Every infection is a race between the capacity of the microorganism to multiply, spread and cause disease and the ability of the host to control and finally terminate the infection (Fig. 12.1). For instance, a 24-h delay before an important host response comes into operation can give a decisive advantage to a rapidly growing microorganism. From the host’s point of view, it may allow enough damage to cause disease. More importantly, from the microbe’s point of view, it may give the microbe the opportunity to be shed from the body in larger amounts or for an extra day or two. A microbe that achieves this will be rapidly selected for in evolution.
The picture of conflict between host and parasite, usually and appropriately described in military terms, is central to an understanding of the biology of infectious disease. As with military conflicts, adaptation on both sides (Box 12.1) tends to lessen the damage and incidence of death in the host population, leading to a more stable and balanced relationship. The successful parasite gets what it can from the host without causing too much damage, and in general, the more ancient the relationship, the less the damage. Many microbial parasites, not only the normal flora (see Ch. 8), but also polioviruses, meningococci and pneumococci and others, live for the most part in peaceful coexistence with their human host.
Box 12.1 Lessons in Microbiology
Myxomatosis provides a well-studied classic example of the evolution of an infectious disease unleashed on a highly susceptible population. Myxomavirus, which is spread mechanically by mosquitoes, normally infects South American rabbits (Sylvilagus brasiliensis), but they remain perfectly well, developing only a virus-rich skin swelling at the site of the mosquito bite. The same virus in the European rabbit (Oryctolagus cuniculus) causes a rapidly fatal disease.
Myxomavirus was successfully introduced into Australia in 1950 as an attempt to control the rapidly increasing rabbit population. Initially, more than 99% of infected rabbits died (Fig. 12.2), but then two fundamental changes occurred:
1. New, less lethal strains of virus appeared and replaced the original strain. This occurred because rabbits infected with these strains survived for longer and their virus was therefore more likely to be transmitted.

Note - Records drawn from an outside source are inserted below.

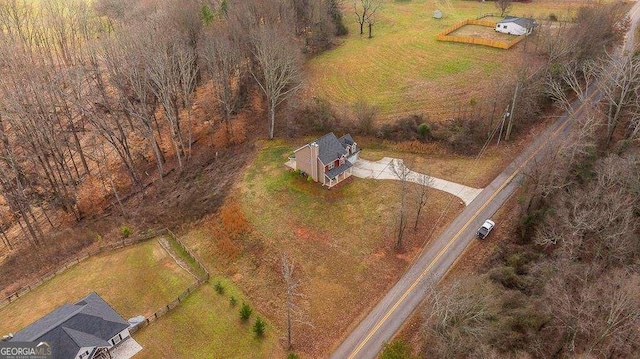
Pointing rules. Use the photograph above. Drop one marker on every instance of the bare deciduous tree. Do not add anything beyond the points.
(620, 85)
(365, 11)
(458, 317)
(421, 195)
(278, 71)
(401, 171)
(595, 313)
(224, 64)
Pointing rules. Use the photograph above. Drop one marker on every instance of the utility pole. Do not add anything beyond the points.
(504, 117)
(513, 106)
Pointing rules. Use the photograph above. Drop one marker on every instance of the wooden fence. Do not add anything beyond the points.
(111, 246)
(444, 35)
(174, 303)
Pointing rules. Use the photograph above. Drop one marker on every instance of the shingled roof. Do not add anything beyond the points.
(331, 148)
(522, 21)
(90, 322)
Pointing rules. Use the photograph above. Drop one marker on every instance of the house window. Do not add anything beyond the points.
(116, 339)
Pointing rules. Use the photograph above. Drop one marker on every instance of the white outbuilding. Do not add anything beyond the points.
(515, 25)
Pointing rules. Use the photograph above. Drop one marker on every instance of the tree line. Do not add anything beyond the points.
(104, 91)
(566, 283)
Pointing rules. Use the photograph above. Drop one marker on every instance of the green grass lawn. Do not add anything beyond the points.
(405, 70)
(340, 241)
(205, 325)
(135, 280)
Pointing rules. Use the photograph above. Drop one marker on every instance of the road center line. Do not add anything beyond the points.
(455, 237)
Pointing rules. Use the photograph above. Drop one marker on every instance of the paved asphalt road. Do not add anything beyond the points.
(379, 326)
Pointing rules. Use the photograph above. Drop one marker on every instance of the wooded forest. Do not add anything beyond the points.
(96, 97)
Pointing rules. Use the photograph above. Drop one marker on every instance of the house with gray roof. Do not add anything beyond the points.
(328, 160)
(87, 329)
(515, 25)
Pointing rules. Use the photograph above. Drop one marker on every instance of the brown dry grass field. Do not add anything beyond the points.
(340, 241)
(404, 70)
(483, 32)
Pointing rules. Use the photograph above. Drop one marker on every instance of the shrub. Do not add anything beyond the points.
(508, 277)
(396, 349)
(259, 327)
(125, 231)
(245, 312)
(219, 288)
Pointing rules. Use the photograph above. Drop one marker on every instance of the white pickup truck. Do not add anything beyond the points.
(485, 229)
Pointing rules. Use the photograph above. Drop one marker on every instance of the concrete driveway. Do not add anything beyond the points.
(382, 170)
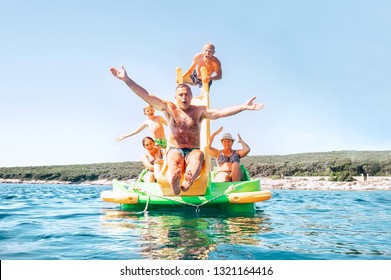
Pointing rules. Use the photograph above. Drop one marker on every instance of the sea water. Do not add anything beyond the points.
(45, 222)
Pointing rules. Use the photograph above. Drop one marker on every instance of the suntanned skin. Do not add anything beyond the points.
(228, 171)
(184, 121)
(154, 123)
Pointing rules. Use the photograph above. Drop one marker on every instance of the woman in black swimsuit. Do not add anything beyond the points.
(152, 160)
(227, 159)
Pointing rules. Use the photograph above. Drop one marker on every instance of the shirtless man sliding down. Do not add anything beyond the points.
(184, 119)
(211, 63)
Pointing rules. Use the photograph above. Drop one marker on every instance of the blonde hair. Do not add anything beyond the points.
(146, 107)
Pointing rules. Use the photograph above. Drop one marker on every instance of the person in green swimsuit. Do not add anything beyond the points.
(155, 125)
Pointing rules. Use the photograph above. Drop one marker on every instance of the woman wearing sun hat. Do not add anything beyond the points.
(227, 159)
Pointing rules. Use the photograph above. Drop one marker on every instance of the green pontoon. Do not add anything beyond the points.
(231, 197)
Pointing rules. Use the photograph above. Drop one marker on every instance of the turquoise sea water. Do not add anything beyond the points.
(47, 222)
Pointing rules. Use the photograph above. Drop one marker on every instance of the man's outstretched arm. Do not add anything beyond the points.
(213, 114)
(153, 100)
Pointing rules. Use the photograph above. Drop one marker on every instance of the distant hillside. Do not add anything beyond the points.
(340, 165)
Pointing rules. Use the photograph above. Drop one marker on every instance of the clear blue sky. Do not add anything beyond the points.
(322, 69)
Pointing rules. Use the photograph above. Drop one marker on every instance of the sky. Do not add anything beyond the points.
(321, 68)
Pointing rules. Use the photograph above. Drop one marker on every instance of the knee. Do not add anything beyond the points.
(236, 166)
(198, 155)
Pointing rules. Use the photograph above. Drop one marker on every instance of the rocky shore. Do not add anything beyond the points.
(287, 183)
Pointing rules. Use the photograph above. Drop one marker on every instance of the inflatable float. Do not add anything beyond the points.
(232, 197)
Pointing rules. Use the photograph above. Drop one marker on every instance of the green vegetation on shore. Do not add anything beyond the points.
(338, 166)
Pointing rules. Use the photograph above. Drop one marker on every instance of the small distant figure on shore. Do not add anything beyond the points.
(155, 125)
(152, 160)
(227, 159)
(211, 63)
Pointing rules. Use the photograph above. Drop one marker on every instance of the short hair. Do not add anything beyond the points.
(146, 107)
(183, 86)
(147, 138)
(211, 45)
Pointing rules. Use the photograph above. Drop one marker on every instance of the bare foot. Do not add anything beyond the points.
(187, 182)
(175, 181)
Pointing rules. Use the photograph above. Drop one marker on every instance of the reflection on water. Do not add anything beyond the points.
(184, 235)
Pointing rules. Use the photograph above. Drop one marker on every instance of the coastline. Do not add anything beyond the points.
(287, 183)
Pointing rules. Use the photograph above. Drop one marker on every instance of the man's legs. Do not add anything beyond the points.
(193, 168)
(175, 165)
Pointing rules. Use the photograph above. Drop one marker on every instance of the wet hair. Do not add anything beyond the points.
(183, 86)
(145, 140)
(146, 107)
(211, 45)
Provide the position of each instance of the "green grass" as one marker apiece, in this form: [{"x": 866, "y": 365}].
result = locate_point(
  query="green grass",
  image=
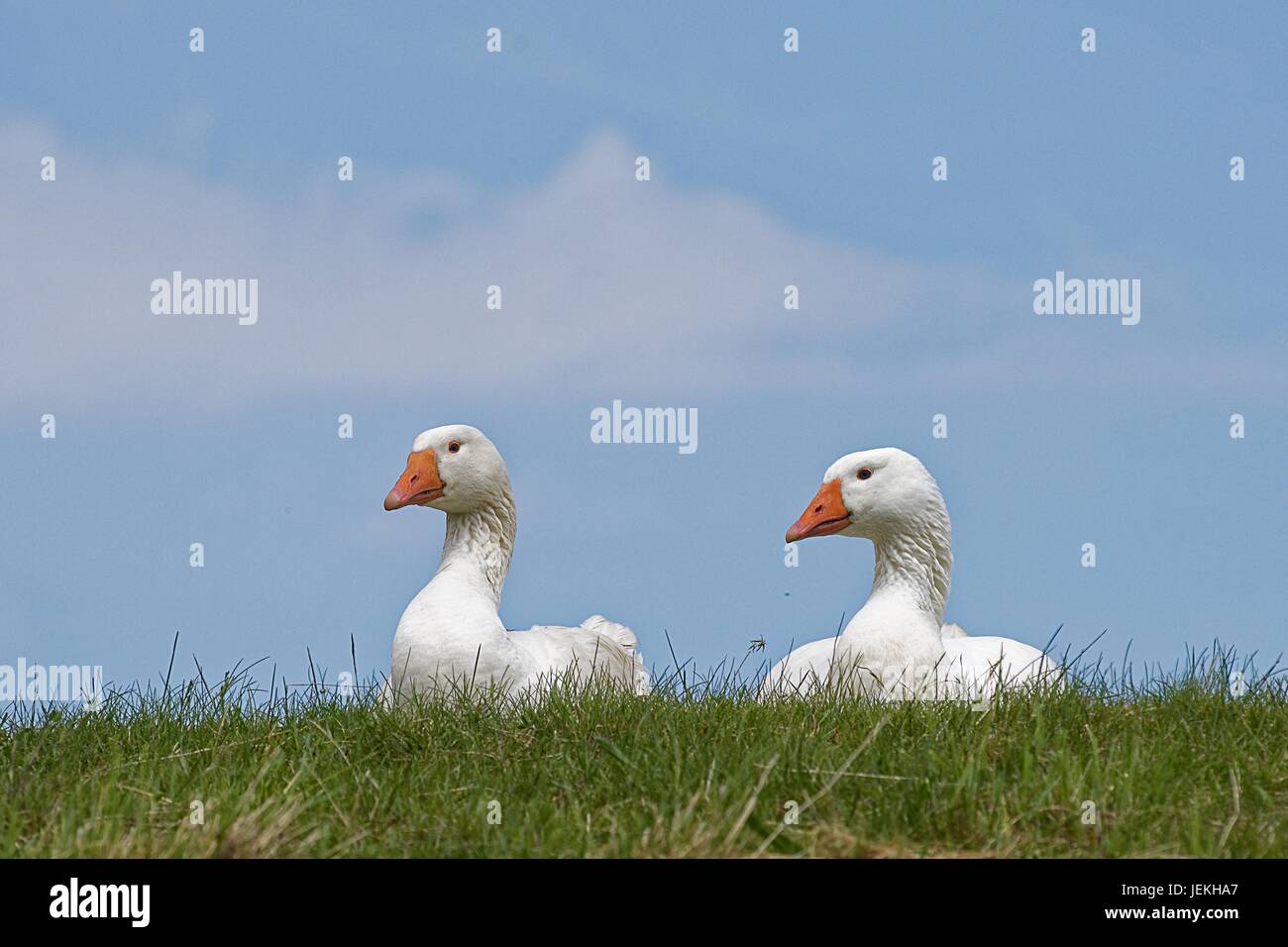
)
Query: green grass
[{"x": 1175, "y": 767}]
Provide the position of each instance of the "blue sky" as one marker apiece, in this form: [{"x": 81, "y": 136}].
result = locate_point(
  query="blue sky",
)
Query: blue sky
[{"x": 518, "y": 169}]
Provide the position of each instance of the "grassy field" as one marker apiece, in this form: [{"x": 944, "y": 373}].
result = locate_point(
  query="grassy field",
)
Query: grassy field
[{"x": 1173, "y": 767}]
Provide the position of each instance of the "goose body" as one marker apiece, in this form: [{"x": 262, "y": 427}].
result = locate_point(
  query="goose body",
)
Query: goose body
[
  {"x": 451, "y": 635},
  {"x": 898, "y": 647}
]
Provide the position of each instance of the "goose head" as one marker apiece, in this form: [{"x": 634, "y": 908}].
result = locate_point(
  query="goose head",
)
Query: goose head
[
  {"x": 455, "y": 470},
  {"x": 877, "y": 495}
]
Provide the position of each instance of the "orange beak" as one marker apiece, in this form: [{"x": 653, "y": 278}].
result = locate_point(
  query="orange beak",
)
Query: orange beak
[
  {"x": 419, "y": 483},
  {"x": 824, "y": 514}
]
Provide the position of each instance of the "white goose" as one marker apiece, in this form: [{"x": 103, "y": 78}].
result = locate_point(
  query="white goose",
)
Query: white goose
[
  {"x": 451, "y": 634},
  {"x": 897, "y": 646}
]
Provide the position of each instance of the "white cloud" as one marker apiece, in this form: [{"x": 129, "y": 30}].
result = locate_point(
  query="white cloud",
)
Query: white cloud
[{"x": 605, "y": 279}]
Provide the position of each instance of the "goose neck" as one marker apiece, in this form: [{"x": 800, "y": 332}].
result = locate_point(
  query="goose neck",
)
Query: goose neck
[{"x": 478, "y": 545}]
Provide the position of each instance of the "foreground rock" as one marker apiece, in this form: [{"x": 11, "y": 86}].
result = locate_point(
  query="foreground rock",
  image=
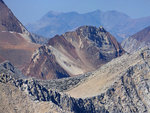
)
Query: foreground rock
[
  {"x": 73, "y": 53},
  {"x": 121, "y": 85}
]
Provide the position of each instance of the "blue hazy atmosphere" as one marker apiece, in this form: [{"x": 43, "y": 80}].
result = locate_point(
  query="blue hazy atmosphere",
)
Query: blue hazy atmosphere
[{"x": 31, "y": 10}]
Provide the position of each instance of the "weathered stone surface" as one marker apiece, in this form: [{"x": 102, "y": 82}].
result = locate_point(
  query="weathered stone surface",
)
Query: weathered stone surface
[
  {"x": 137, "y": 41},
  {"x": 74, "y": 53},
  {"x": 126, "y": 91}
]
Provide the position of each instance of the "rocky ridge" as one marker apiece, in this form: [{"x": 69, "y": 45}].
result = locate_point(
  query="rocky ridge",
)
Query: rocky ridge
[
  {"x": 127, "y": 91},
  {"x": 74, "y": 53},
  {"x": 137, "y": 41}
]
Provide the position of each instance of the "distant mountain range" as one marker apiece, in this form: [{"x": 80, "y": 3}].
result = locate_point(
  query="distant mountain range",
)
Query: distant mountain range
[{"x": 118, "y": 24}]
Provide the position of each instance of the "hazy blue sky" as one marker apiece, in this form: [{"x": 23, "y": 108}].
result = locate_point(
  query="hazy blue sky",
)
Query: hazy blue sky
[{"x": 31, "y": 10}]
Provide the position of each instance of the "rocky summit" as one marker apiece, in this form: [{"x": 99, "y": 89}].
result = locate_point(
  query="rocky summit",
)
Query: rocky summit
[
  {"x": 137, "y": 41},
  {"x": 120, "y": 86},
  {"x": 74, "y": 53},
  {"x": 16, "y": 43}
]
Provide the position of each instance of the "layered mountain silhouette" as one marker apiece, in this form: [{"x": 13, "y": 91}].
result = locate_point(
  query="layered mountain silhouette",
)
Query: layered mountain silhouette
[
  {"x": 118, "y": 24},
  {"x": 74, "y": 53},
  {"x": 137, "y": 41},
  {"x": 110, "y": 80},
  {"x": 122, "y": 85},
  {"x": 16, "y": 43}
]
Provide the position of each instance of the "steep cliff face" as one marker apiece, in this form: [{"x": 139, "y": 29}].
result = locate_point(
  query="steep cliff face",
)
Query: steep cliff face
[
  {"x": 137, "y": 41},
  {"x": 76, "y": 52},
  {"x": 119, "y": 86},
  {"x": 8, "y": 22},
  {"x": 16, "y": 43}
]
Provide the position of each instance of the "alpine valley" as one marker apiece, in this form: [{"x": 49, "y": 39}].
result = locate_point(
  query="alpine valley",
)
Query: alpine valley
[{"x": 80, "y": 71}]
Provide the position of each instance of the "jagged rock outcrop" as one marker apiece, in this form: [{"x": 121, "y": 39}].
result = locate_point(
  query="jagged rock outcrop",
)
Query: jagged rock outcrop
[
  {"x": 120, "y": 86},
  {"x": 137, "y": 41},
  {"x": 74, "y": 53},
  {"x": 117, "y": 23}
]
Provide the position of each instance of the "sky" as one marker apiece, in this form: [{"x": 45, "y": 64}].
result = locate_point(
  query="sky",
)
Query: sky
[{"x": 28, "y": 11}]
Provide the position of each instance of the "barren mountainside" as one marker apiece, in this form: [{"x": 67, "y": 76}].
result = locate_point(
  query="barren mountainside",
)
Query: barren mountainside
[
  {"x": 74, "y": 53},
  {"x": 118, "y": 24},
  {"x": 16, "y": 43},
  {"x": 120, "y": 86}
]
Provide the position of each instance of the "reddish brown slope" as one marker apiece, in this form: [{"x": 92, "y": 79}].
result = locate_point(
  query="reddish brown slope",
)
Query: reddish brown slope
[
  {"x": 15, "y": 48},
  {"x": 137, "y": 41},
  {"x": 15, "y": 41},
  {"x": 76, "y": 52}
]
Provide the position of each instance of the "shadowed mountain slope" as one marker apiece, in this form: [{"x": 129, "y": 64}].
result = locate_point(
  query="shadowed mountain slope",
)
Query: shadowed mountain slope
[
  {"x": 137, "y": 41},
  {"x": 16, "y": 43},
  {"x": 74, "y": 53}
]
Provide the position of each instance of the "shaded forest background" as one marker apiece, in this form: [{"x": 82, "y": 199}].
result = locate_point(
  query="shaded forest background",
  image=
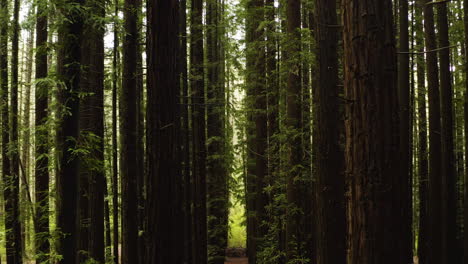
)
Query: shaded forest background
[{"x": 167, "y": 131}]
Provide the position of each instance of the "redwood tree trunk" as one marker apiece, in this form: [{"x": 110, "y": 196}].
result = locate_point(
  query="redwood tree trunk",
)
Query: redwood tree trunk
[
  {"x": 372, "y": 142},
  {"x": 69, "y": 60},
  {"x": 197, "y": 84},
  {"x": 449, "y": 176},
  {"x": 423, "y": 169},
  {"x": 405, "y": 187},
  {"x": 329, "y": 168},
  {"x": 434, "y": 190},
  {"x": 164, "y": 178},
  {"x": 128, "y": 114},
  {"x": 217, "y": 173}
]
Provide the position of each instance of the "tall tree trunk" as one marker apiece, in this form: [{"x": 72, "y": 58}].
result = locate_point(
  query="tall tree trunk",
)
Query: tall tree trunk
[
  {"x": 115, "y": 170},
  {"x": 423, "y": 169},
  {"x": 140, "y": 149},
  {"x": 12, "y": 221},
  {"x": 449, "y": 224},
  {"x": 434, "y": 190},
  {"x": 372, "y": 142},
  {"x": 68, "y": 62},
  {"x": 298, "y": 183},
  {"x": 217, "y": 174},
  {"x": 185, "y": 130},
  {"x": 256, "y": 128},
  {"x": 128, "y": 114},
  {"x": 330, "y": 167},
  {"x": 197, "y": 84},
  {"x": 465, "y": 220},
  {"x": 92, "y": 129},
  {"x": 164, "y": 177},
  {"x": 405, "y": 187},
  {"x": 41, "y": 222}
]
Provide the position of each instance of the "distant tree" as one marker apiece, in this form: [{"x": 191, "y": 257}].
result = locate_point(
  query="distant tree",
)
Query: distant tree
[
  {"x": 69, "y": 74},
  {"x": 128, "y": 114},
  {"x": 372, "y": 142},
  {"x": 448, "y": 173},
  {"x": 164, "y": 233},
  {"x": 331, "y": 247},
  {"x": 197, "y": 85},
  {"x": 217, "y": 174},
  {"x": 435, "y": 181}
]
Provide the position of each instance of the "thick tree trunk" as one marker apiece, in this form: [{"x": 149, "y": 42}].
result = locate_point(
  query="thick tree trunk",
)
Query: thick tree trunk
[
  {"x": 256, "y": 129},
  {"x": 115, "y": 170},
  {"x": 298, "y": 183},
  {"x": 197, "y": 84},
  {"x": 405, "y": 187},
  {"x": 217, "y": 174},
  {"x": 423, "y": 169},
  {"x": 12, "y": 220},
  {"x": 92, "y": 131},
  {"x": 164, "y": 178},
  {"x": 128, "y": 114},
  {"x": 185, "y": 131},
  {"x": 434, "y": 191},
  {"x": 329, "y": 168},
  {"x": 41, "y": 222},
  {"x": 449, "y": 224},
  {"x": 465, "y": 221},
  {"x": 372, "y": 142},
  {"x": 69, "y": 59}
]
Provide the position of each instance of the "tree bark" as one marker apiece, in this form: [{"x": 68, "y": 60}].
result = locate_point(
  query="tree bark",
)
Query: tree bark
[
  {"x": 217, "y": 173},
  {"x": 115, "y": 170},
  {"x": 12, "y": 219},
  {"x": 92, "y": 130},
  {"x": 330, "y": 167},
  {"x": 423, "y": 165},
  {"x": 298, "y": 183},
  {"x": 372, "y": 142},
  {"x": 448, "y": 173},
  {"x": 128, "y": 154},
  {"x": 405, "y": 186},
  {"x": 434, "y": 191},
  {"x": 164, "y": 178},
  {"x": 68, "y": 63},
  {"x": 197, "y": 85}
]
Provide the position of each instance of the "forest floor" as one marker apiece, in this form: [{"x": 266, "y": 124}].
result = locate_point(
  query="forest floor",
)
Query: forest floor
[{"x": 236, "y": 261}]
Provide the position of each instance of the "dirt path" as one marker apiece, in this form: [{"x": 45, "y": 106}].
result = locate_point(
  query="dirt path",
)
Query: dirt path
[{"x": 236, "y": 261}]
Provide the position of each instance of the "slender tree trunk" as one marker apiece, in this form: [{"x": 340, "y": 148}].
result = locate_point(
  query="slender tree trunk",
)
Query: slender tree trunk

2. The rabbit population changed its character, as those that were genetically more susceptible to the infection were eliminated. In other words, the virus selected out the more resistant host, and the less lethal virus strain proved to be a more successful parasite. If the rabbit population had been eliminated, the virus would also have died out, but the host–parasite relationship quite rapidly settled down to reach a state of better balanced pathogenicity, and by the 1970s only about half the rabbits died from infection. Australian rabbits have since faced a new threat, a calicivirus introduced from Europe, which spreads by contact and causes a lethal haemorrhagic disease.